Chip attenuators are used in RF and microwave circuits to change signal level to act as buffers between amplifier stages to prevent oscillation, and for impedance matching for frequency selective devices such as filters or mixers. There are three typical constructions used to fabricate chip attenuators. Referring to FIG. 1, there is shown a top view of one type of a prior art chip attenuator 10, generally referred to as a "T" type chip attenuator. The attenuator 10 comprises a flat rectangular substrate 12 of an insulating material, such as a ceramic or plastic. On a surface 14 of the substrate 12 are first and second conductors 16 and 18 which are spaced apart. A third conductor 20 is on the surface 14 and extends between the first and second conductors 16 and 18. The third conductor 20 has a head 22 thereon at one end. A fourth conductor 24 is on the surface 14 and is spaced from and substantially parallel to the head 22 of the third conductor 20. A first resistor 26 is on the surface 14 and extends between the first and third conductors 16 and 20, and a second resistor 28 is on the surface 14 and extends between the second and third conductors 18 and 20. A third resistor 30 is on the surface 14 and extends between the head 29 of the third conductor 20 and the fourth conductor 24. Each of the conductors 16, 18, 20 and 24 are films of a thick or thin film conductive material, and each of the resistors 26. 28 and 30 are films of a thick or thin film resistance material. Thus, the "T" type attenuator comprises three resistors connected together.

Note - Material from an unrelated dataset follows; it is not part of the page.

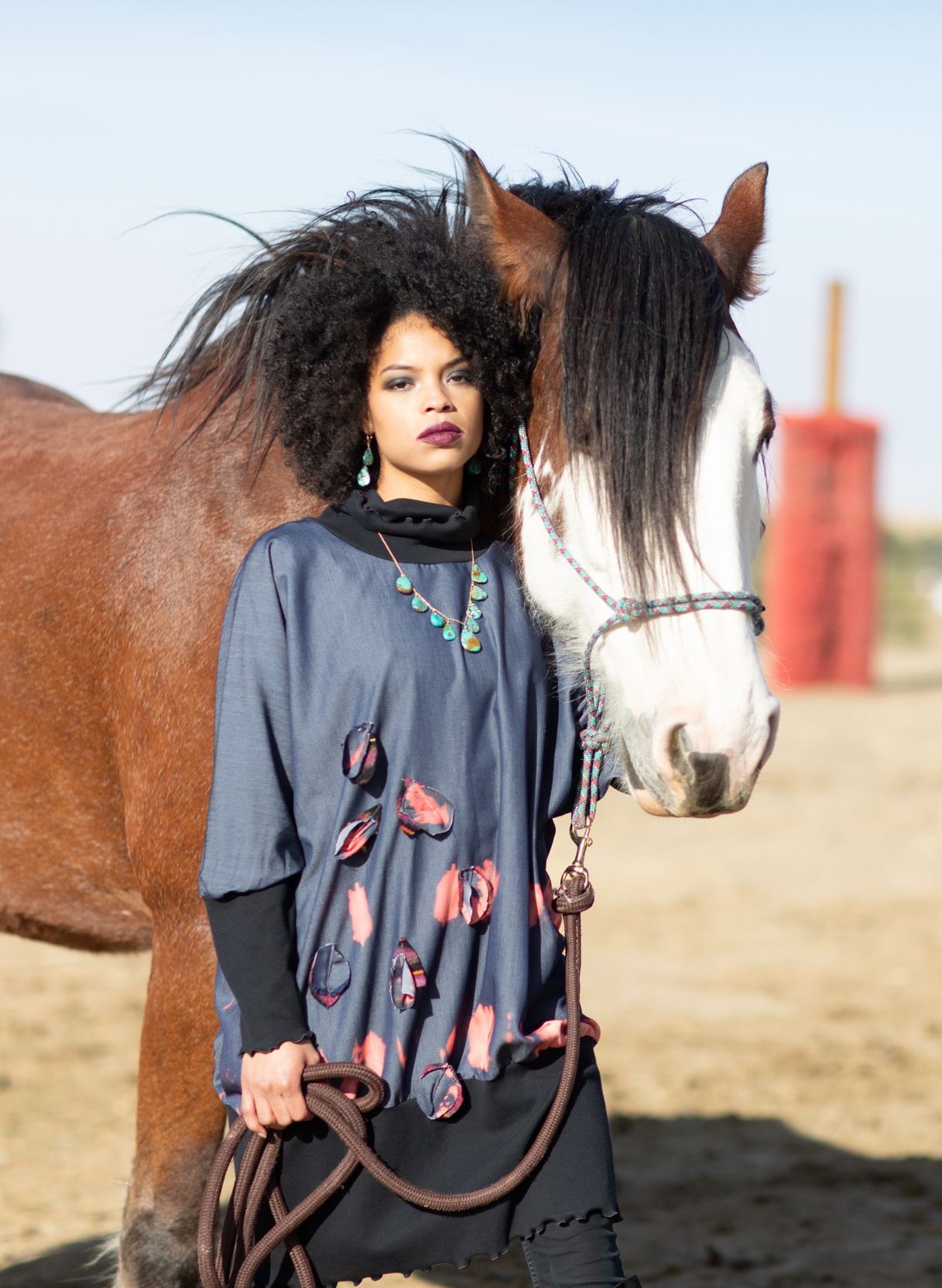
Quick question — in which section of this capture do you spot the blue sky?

Referring to FIG. 2, there is shown a second type of prior art chip attenuator 32, which is general referred to as a "Pi" type attenuator. Attenuator 32 comprises a flat, rectangular substrate 34 of an insulating material, having a surface 36. On the surface 36 are spaced first, second and third conductors 38, 40 and 42. Also, on the surface 36 are first, second and third resistors 44, 46 and 48. The first resistor 44 extends between the first and second conductors 38 and 40, the second resistor 46 extends between the first and third conductors 38 and 42, and the third resistor 48 extends between the second and third conductors 40 and 42. Thus, the attenuator 32 comprises three resistors connected in a series/parallel relationship.

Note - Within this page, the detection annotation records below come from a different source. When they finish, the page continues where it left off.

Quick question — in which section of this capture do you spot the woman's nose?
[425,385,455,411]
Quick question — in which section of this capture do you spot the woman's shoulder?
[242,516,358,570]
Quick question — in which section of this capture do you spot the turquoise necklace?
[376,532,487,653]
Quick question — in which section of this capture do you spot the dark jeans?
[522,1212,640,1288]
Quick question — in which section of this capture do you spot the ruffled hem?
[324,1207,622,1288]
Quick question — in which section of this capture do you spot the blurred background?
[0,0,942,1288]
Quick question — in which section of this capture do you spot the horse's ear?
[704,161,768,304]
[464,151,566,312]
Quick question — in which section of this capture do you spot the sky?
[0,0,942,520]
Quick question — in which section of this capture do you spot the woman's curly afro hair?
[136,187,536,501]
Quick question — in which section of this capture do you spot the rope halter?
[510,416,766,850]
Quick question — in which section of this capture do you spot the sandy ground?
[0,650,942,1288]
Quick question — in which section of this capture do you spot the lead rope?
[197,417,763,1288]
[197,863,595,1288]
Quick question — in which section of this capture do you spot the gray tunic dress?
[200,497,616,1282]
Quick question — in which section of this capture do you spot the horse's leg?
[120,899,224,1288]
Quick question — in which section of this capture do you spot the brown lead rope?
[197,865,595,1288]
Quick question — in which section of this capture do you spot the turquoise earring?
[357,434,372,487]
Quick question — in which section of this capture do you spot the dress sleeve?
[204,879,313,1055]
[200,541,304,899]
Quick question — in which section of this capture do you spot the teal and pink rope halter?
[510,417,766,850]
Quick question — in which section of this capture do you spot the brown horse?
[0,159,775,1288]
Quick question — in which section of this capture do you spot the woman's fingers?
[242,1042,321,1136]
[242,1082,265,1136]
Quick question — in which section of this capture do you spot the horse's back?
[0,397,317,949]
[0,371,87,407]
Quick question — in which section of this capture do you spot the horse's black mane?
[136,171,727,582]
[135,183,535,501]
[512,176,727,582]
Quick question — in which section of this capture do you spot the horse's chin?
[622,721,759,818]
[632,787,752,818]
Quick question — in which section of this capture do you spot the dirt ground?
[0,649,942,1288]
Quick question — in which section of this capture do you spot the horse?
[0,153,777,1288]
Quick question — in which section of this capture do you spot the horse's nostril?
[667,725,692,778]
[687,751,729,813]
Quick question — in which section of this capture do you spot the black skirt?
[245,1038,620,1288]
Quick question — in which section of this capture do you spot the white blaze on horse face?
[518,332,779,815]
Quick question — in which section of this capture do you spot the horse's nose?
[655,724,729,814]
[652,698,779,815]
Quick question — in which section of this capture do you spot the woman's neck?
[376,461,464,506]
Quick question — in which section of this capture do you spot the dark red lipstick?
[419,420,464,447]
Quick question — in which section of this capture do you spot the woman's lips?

Referring to FIG. 3, there is shown a third type of prior art chip attenuator 50, which is generally referred to as a "sheet" type attenuator. Attenuator 50 is similar to the "Pi" type attenuator 32 of FIG. 2 in that it comprises a flat, rectangular substrate 52 having a surface 54, and three spaced conductors 56, 58 and 60 on the surface 54. However, instead of three separate resistors, the "sheet" type attenuator 50 has a single resistance film 62 on the surface 54 and extending between the first, second and third conductors 56, 58 and 60. However, in essence, the single resistance film 62 forms a resistor extending between the first and second conductors 56 and 58, and a separate resistor extending between the third conductor 60 and each of the first and second conductors 56 and 58. Thus, the "sheet" type attenuator 50 provides the same resistor circuit as the "Pi" type attenuator 32.

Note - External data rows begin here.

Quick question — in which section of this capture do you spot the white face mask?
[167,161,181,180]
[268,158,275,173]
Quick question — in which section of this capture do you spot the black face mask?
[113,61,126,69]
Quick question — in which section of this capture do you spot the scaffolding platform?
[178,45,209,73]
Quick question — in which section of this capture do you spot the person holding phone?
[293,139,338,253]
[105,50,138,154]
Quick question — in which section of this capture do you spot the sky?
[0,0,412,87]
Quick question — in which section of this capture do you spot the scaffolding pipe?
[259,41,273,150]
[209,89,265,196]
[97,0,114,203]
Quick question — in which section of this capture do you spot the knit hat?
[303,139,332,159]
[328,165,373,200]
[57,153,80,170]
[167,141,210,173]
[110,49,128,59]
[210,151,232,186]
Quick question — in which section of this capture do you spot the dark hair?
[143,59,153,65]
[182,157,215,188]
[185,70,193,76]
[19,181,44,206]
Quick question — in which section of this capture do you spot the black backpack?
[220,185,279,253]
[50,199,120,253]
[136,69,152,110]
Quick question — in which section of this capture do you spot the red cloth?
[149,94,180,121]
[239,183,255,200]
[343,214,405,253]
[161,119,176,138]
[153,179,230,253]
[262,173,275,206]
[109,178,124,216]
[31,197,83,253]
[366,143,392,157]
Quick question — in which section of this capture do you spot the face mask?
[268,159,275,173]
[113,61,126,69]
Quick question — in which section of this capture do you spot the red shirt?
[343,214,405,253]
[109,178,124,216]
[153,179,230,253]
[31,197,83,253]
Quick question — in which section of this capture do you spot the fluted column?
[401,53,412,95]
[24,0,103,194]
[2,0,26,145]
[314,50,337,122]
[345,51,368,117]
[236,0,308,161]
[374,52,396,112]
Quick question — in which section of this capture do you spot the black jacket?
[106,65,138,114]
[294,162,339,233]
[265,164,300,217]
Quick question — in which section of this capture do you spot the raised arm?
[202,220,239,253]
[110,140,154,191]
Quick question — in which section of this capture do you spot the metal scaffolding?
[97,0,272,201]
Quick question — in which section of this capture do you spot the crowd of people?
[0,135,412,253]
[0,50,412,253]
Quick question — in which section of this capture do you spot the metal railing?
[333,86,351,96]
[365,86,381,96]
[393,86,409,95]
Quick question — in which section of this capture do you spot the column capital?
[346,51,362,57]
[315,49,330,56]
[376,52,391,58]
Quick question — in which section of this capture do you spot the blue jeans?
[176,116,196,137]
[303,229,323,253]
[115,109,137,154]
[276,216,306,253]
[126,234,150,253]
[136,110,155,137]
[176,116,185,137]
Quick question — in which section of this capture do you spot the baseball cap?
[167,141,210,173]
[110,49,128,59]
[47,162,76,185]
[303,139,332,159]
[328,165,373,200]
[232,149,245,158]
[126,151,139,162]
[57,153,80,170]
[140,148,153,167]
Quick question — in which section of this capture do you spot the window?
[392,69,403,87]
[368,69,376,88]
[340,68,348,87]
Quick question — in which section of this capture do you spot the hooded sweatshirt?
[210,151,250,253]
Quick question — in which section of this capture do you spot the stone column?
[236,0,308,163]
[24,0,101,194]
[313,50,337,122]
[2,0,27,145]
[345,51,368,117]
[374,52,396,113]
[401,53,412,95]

The choice of which of the above types of attenuators is used depends on the desired power dissipation and frequency response. The "T" type attenuator 10 works well for attenuation values below 2 dB since the series resistors are larger and easier to fabricate. The "Pi" type attenuator 32 and the "sheet" type attenuator 50 work well for high attenuation value because the are two shunt resistors. However, a problem with all of these types of attenuators has to do with the small amount of inductance associated with the resistor geometry and connecting metal terminations. The inductance forms a series R-L circuit which behaves like a low pass filter. The effect of the inductance is a reduction in the attenuation with increasing frequency. The effect of the inductance on a "T" type attenuator 10 is much worse than on either a "Pi" type or "sheet" type attenuator. Therefore, the "Pi" type or "sheet" type attenuator is preferred. However, it would be desirable to further improve the performance of the "Pi" type, "sheet" type and "T" type attenuators.